Reflections

What are the strengths of these children and families?

Strengths

It is always important to explore the strengths of a child with any disability or developmental delay.

  • By asking a family about what a child is good at, and what their positive traits are, one is able to frame recommendations for intervention and treatment in the context of these strengths.
  • Asking about what a child likes can be used when discussing next steps.
  • Finally, in addition to exploring the strengths of the child, it is helpful to think about the strengths of the family and how these can be used when discussing options and next steps for treatment.

It is always helpful for clinicians to take the time to note and explain changes and improvements in functioning and positive features of the child to parents.

Matthew’s Strengths
A boy playing with blocks

Some of Matthew’s strengths include:

  • He attained his motor milestones appropriately
  • He enjoys interactive games
  • His parents describe him as a quiet and sweet boy
A happy little girl
Claudia’s Strengths

Some of Claudia’s strengths include:

  • She takes some interest in other children
  • She responds to her name at times
  • Her parents have demonstrated appropriate concern for Claudia and have asked relevant questions

How might you have approached this differently if these families had a different cultural background?

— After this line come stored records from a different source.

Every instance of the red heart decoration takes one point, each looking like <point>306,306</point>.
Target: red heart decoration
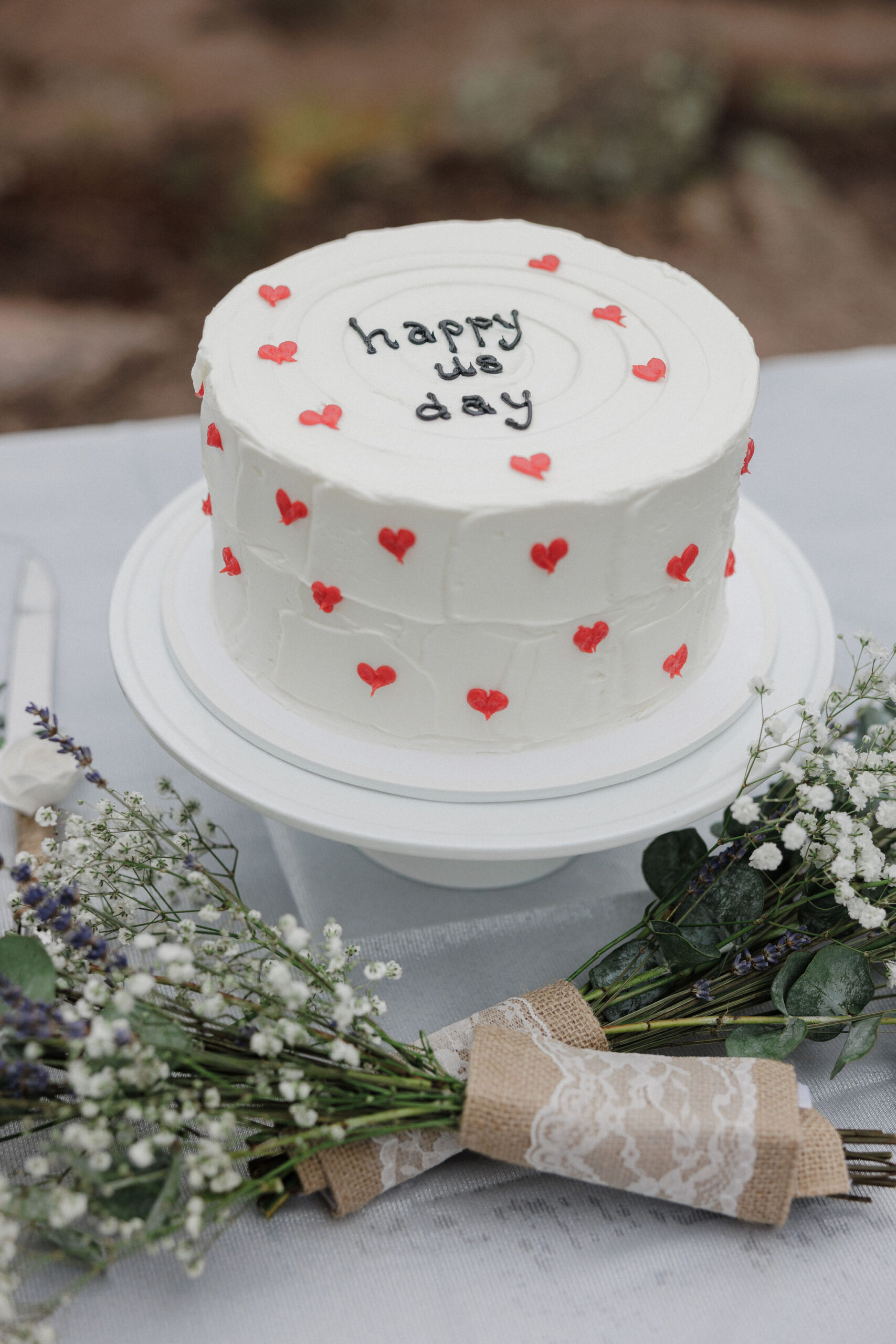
<point>534,466</point>
<point>676,662</point>
<point>231,563</point>
<point>679,565</point>
<point>547,557</point>
<point>487,702</point>
<point>273,296</point>
<point>652,371</point>
<point>330,417</point>
<point>289,510</point>
<point>375,678</point>
<point>327,600</point>
<point>397,543</point>
<point>589,636</point>
<point>612,313</point>
<point>547,262</point>
<point>281,354</point>
<point>751,449</point>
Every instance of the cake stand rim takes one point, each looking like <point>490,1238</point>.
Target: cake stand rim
<point>575,765</point>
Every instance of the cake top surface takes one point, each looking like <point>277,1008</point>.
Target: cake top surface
<point>394,361</point>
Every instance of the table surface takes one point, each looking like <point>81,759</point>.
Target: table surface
<point>479,1251</point>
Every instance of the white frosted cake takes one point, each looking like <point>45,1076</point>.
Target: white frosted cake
<point>473,486</point>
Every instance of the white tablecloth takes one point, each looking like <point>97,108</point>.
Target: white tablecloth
<point>477,1251</point>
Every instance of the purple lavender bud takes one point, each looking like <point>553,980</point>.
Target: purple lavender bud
<point>81,936</point>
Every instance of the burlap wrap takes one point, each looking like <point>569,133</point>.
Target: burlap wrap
<point>716,1133</point>
<point>355,1174</point>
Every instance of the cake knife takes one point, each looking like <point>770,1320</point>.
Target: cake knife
<point>31,667</point>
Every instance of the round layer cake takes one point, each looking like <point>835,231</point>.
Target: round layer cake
<point>473,486</point>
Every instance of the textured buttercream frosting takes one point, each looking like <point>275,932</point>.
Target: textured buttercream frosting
<point>395,558</point>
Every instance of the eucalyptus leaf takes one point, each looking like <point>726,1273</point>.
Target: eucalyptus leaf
<point>766,1042</point>
<point>668,859</point>
<point>139,1196</point>
<point>78,1245</point>
<point>836,983</point>
<point>628,960</point>
<point>26,963</point>
<point>167,1194</point>
<point>155,1028</point>
<point>863,1037</point>
<point>727,908</point>
<point>789,973</point>
<point>678,949</point>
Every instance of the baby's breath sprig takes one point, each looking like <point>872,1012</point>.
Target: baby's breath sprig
<point>794,904</point>
<point>178,1055</point>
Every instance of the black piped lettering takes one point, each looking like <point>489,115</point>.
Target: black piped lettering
<point>418,334</point>
<point>368,338</point>
<point>515,315</point>
<point>450,328</point>
<point>433,409</point>
<point>518,406</point>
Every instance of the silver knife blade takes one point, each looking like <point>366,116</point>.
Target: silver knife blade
<point>33,647</point>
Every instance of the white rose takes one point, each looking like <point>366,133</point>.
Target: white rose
<point>34,774</point>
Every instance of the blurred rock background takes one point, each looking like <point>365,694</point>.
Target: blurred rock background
<point>151,154</point>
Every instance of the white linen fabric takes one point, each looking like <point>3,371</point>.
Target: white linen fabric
<point>476,1251</point>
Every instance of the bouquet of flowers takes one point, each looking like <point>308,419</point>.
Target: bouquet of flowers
<point>168,1058</point>
<point>786,925</point>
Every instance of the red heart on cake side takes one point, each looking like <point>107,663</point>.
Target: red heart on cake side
<point>330,417</point>
<point>327,600</point>
<point>281,354</point>
<point>751,449</point>
<point>397,543</point>
<point>547,557</point>
<point>652,371</point>
<point>487,702</point>
<point>291,510</point>
<point>273,295</point>
<point>676,662</point>
<point>589,636</point>
<point>231,563</point>
<point>612,313</point>
<point>375,678</point>
<point>534,466</point>
<point>679,565</point>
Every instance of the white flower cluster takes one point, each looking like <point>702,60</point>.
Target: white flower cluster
<point>201,968</point>
<point>841,791</point>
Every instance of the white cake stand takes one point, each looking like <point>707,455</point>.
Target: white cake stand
<point>491,828</point>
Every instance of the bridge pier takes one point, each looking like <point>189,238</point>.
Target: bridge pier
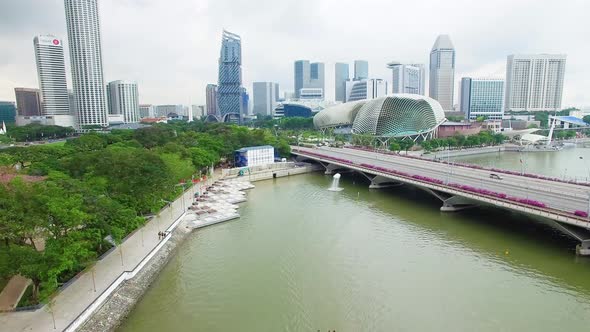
<point>451,203</point>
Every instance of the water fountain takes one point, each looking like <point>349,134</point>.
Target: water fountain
<point>335,182</point>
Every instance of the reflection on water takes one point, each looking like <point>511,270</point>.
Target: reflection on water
<point>303,259</point>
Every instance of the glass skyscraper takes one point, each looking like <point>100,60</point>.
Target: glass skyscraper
<point>229,89</point>
<point>442,72</point>
<point>341,76</point>
<point>482,97</point>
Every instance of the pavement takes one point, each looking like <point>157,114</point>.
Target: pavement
<point>81,292</point>
<point>560,196</point>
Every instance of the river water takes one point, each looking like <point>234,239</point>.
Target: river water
<point>302,258</point>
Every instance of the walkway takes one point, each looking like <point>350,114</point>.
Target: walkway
<point>72,300</point>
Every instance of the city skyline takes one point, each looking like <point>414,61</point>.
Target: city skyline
<point>123,45</point>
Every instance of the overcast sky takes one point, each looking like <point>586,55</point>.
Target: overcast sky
<point>171,47</point>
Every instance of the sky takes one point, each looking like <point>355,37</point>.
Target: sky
<point>171,47</point>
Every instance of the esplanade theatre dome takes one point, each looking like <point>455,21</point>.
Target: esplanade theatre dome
<point>396,115</point>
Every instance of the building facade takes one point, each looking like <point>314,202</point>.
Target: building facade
<point>407,78</point>
<point>482,97</point>
<point>264,95</point>
<point>341,75</point>
<point>534,82</point>
<point>442,72</point>
<point>7,112</point>
<point>229,89</point>
<point>361,70</point>
<point>308,75</point>
<point>51,71</point>
<point>124,100</point>
<point>28,101</point>
<point>211,99</point>
<point>365,89</point>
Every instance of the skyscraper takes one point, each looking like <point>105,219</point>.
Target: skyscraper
<point>264,95</point>
<point>442,71</point>
<point>229,90</point>
<point>482,97</point>
<point>211,99</point>
<point>28,101</point>
<point>341,75</point>
<point>407,78</point>
<point>361,70</point>
<point>51,71</point>
<point>534,82</point>
<point>86,59</point>
<point>124,100</point>
<point>308,75</point>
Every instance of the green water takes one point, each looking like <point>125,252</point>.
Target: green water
<point>302,258</point>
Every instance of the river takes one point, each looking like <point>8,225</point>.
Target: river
<point>302,258</point>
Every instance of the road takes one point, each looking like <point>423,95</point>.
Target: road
<point>560,196</point>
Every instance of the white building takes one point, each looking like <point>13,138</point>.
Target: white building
<point>407,78</point>
<point>264,95</point>
<point>534,82</point>
<point>51,71</point>
<point>365,89</point>
<point>442,72</point>
<point>123,100</point>
<point>86,59</point>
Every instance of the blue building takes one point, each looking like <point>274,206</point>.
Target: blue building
<point>482,97</point>
<point>293,110</point>
<point>229,90</point>
<point>7,112</point>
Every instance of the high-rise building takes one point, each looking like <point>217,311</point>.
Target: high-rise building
<point>51,71</point>
<point>211,99</point>
<point>365,89</point>
<point>86,58</point>
<point>229,89</point>
<point>361,70</point>
<point>308,75</point>
<point>442,71</point>
<point>534,82</point>
<point>7,112</point>
<point>124,100</point>
<point>264,95</point>
<point>482,97</point>
<point>407,78</point>
<point>341,75</point>
<point>28,101</point>
<point>146,111</point>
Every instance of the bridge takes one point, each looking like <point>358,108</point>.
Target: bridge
<point>565,204</point>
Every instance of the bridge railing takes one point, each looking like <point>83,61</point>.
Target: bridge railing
<point>525,202</point>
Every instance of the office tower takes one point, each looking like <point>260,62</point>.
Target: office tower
<point>301,76</point>
<point>229,89</point>
<point>442,71</point>
<point>211,99</point>
<point>277,96</point>
<point>264,95</point>
<point>341,75</point>
<point>7,112</point>
<point>86,59</point>
<point>365,89</point>
<point>51,71</point>
<point>361,70</point>
<point>534,82</point>
<point>146,111</point>
<point>124,100</point>
<point>28,101</point>
<point>482,97</point>
<point>407,78</point>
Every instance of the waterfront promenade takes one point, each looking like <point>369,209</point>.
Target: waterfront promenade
<point>72,299</point>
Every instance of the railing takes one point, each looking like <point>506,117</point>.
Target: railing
<point>524,202</point>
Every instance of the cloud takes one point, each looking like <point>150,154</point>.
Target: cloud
<point>171,47</point>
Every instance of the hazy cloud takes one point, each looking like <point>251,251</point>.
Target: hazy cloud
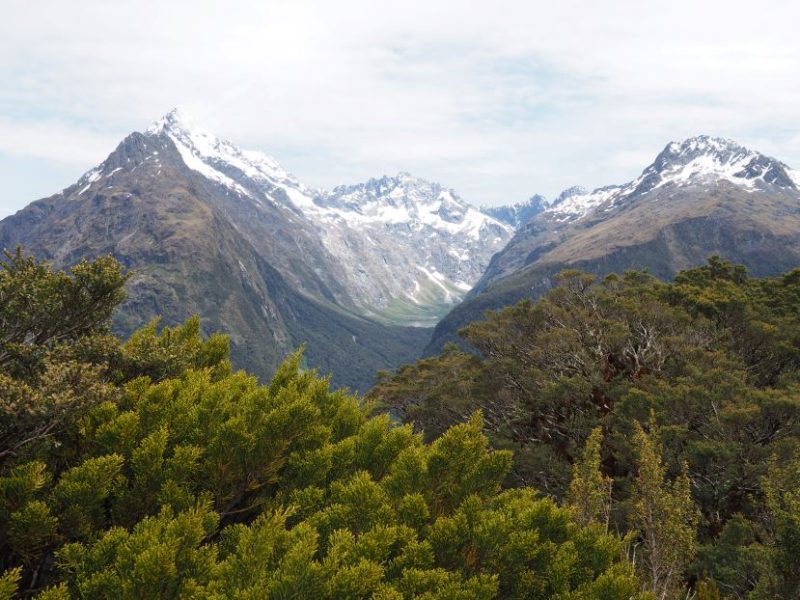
<point>498,102</point>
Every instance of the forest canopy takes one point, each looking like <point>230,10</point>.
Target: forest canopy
<point>149,468</point>
<point>669,411</point>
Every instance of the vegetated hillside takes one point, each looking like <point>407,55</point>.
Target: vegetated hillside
<point>149,469</point>
<point>709,365</point>
<point>183,239</point>
<point>701,197</point>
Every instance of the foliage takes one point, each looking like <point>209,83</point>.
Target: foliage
<point>174,477</point>
<point>713,356</point>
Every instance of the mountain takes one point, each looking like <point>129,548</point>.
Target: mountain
<point>516,215</point>
<point>206,227</point>
<point>411,249</point>
<point>699,197</point>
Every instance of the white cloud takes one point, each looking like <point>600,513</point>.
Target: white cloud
<point>496,102</point>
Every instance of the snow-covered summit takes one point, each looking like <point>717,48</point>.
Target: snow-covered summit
<point>409,200</point>
<point>699,160</point>
<point>245,172</point>
<point>407,249</point>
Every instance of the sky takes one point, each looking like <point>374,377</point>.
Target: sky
<point>497,100</point>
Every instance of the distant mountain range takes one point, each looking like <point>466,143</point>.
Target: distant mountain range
<point>360,273</point>
<point>208,228</point>
<point>700,197</point>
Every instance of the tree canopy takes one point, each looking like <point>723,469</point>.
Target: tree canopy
<point>149,468</point>
<point>697,379</point>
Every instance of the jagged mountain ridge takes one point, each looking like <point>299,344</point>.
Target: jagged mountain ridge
<point>699,197</point>
<point>247,262</point>
<point>405,250</point>
<point>516,215</point>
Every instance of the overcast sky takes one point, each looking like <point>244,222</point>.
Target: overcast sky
<point>499,100</point>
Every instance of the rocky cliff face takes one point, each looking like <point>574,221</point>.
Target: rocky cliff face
<point>200,241</point>
<point>398,249</point>
<point>700,197</point>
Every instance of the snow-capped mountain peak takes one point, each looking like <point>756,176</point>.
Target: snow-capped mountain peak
<point>697,161</point>
<point>706,158</point>
<point>407,248</point>
<point>246,172</point>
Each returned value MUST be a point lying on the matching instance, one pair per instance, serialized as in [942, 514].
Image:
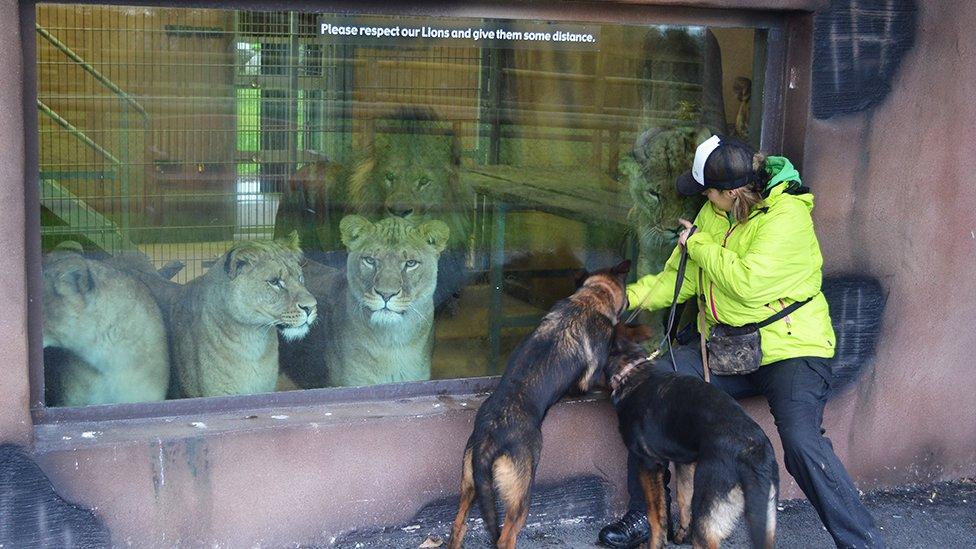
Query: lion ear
[235, 261]
[76, 280]
[352, 228]
[435, 233]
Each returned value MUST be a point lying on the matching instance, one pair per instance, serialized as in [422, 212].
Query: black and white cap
[720, 163]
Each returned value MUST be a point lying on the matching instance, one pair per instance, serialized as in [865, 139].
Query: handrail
[91, 69]
[77, 133]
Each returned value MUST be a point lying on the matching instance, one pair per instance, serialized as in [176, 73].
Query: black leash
[682, 265]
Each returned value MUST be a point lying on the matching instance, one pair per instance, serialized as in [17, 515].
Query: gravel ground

It is important for clinicians to understand how different child-rearing practices and cultural norms may influence key decisions parents make regarding their child obtaining evaluations and treatment, future planning, and acceptance of the child’s diagnosis. Clinicians can approach parents openly and honestly by asking them about their unique style of parenting and how the information or recommendations provided are received.
In reflecting on this case, consider:
  • What cultural beliefs or practices should be considered when gathering or sharing information?
  • How would you open a discussion about respecting family culture?
  • How might additional information about the family change your approach?
  • In what ways might your approach change when working with families that have limited English proficiency?